Maui Deacon Chris Ribucan of Kahului is the primary mission organizer on the island, arranging transportation from and to the airport and getting the clergy to the mission stations, which are open tents where the ministry is offered, advertised by signs that read, “Spiritual Assistance: Prayer, Guidance, and Sacraments.”
“The primary services are spiritual comfort and prayer, counseling, sacraments, computers and daily supplies,” Father Ortiz said in an email to the Hawaii Catholic Herald, the newspaper of the Diocese of Honolulu.
By Wednesday, August 30, two mission stations were set up, one at Napili Park, “around the corner” from Sacred Hearts Church in Kapalua, and the other at Lahaina Gateway Center.
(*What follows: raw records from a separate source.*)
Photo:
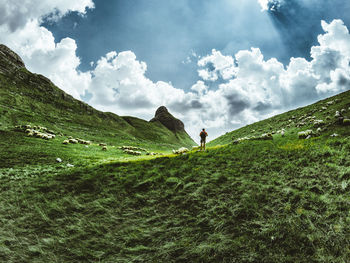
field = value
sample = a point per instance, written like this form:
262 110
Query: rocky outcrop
164 117
9 60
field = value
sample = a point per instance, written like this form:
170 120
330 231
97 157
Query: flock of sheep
306 120
44 133
36 131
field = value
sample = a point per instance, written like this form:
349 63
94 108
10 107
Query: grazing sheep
181 150
305 134
282 133
73 141
132 148
346 121
131 152
318 123
266 136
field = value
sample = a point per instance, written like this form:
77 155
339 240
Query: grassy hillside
280 200
285 200
290 121
31 99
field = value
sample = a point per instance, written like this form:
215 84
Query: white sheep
305 134
346 121
282 132
73 141
181 150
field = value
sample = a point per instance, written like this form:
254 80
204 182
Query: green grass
285 200
281 200
27 98
282 121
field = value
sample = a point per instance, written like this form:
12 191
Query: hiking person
203 136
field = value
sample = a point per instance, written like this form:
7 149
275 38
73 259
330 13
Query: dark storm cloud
298 22
164 33
195 104
262 107
342 81
186 106
236 104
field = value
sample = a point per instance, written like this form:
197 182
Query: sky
217 64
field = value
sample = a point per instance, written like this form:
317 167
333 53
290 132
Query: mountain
279 197
27 98
296 120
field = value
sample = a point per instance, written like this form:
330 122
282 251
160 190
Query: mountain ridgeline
27 98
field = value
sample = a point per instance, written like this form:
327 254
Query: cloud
119 84
16 14
217 65
20 30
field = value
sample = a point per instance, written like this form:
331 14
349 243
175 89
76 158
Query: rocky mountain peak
9 60
164 117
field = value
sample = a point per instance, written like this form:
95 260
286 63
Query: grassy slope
263 201
282 120
285 200
26 98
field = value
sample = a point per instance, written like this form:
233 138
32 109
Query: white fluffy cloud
16 14
119 85
219 65
233 90
20 30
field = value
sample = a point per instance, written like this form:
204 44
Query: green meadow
283 199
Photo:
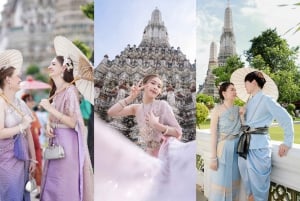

More mission stations were being considered for the hotels where more than 4,000 people have found shelter.
“Most important for the Diocese of Honolulu is to have a strong presence,” Father Ortiz said.
“It’s heart wrenching to see the ruins of the fire, but gratifying to see people coming … for help,” he said.
“One of the deacons listened long and patiently to a person tell her story about how she lost everything. We saw the stress on her face and in her demeanor, but just telling her story to someone who really cared was important for her to begin to find a sense of calm and peace,” Father Ortiz said.
But this is just the beginning, he said. “I believe we recognize now this mission effort will be needed for many years.”
“It’s important we stay organized and encourage volunteers to be flexible,” he said. “Over time, the process for managing the missions will be refined as they will most likely continue to grow in number.”
Deacon Michael Weaver, Director of the diocesan Office for Deacons, went on mission on Monday, August 28. “The day I went over, we were in Napili Park in Kapalua. It’s one of the major staging areas for aid.”
He told about one woman who came over and said, “I’m not Catholic, but I really need to talk to someone.” Deacon Ribucan sat her down and got her some water. She told him of how she had gone through multiple evacuations – the most recent one based on a false rumor – from her still undamaged house. “I can’t take this!” she told Deacon Ribucan, who let her talk, commenting occasionally, “as she just let her feelings out.”
“Thirty minutes later, she was calmer and laughing,” said Deacon Weaver. “She hugged Chris, who said a prayer with her, shook my hand and Father Arnold’s as well, and walked quietly off. She turned as she got to her car and waved.”
“That’s pretty much how the day went,” said the deacon.
Deacon Charles Mapa, from Mountain View on the Big Island of Hawaii, and who serves as a deacon at Sacred Heart Church in Pahoa, gave a brief homily at Sunday Mass at Sacred Hearts Mission on Sunday, August 27. He spoke about his part in the mercy mission.
“Speaking as a deacon, I know that most of us came with little expectation that we had to do something when we got here. We knew that if we could just be here, God would use our presence to let us listen to you and pray with you,” he said.
“I saw a great dynamic happening because of this situation,” he said. “I saw on the Big Island a great outpouring of love that I knew was happening throughout our beautiful islands, and you are the target of that love.”
“I have seen here signs of great resiliency and hope. That you are even having Mass here in this mission church, this beautiful mission church, is a wonderful thing,” Deacon Mapa said.
“There seems to be, in spite of the tremendous hardships placed on you, a huge outpouring of the Holy Spirit here,” he said. “There is vibrant life here, and it is here because you continually say ‘yes’ to God’s promptings. You will endure and I see you as beacons of love and hope for all of Lahaina.”
“In closing, I quote Pope St. John Paul II, ‘Couragio! God is with you!’”
Patrick Downes is Editor of the Hawaii Catholic Herald, newspaper of the Diocese of Honolulu.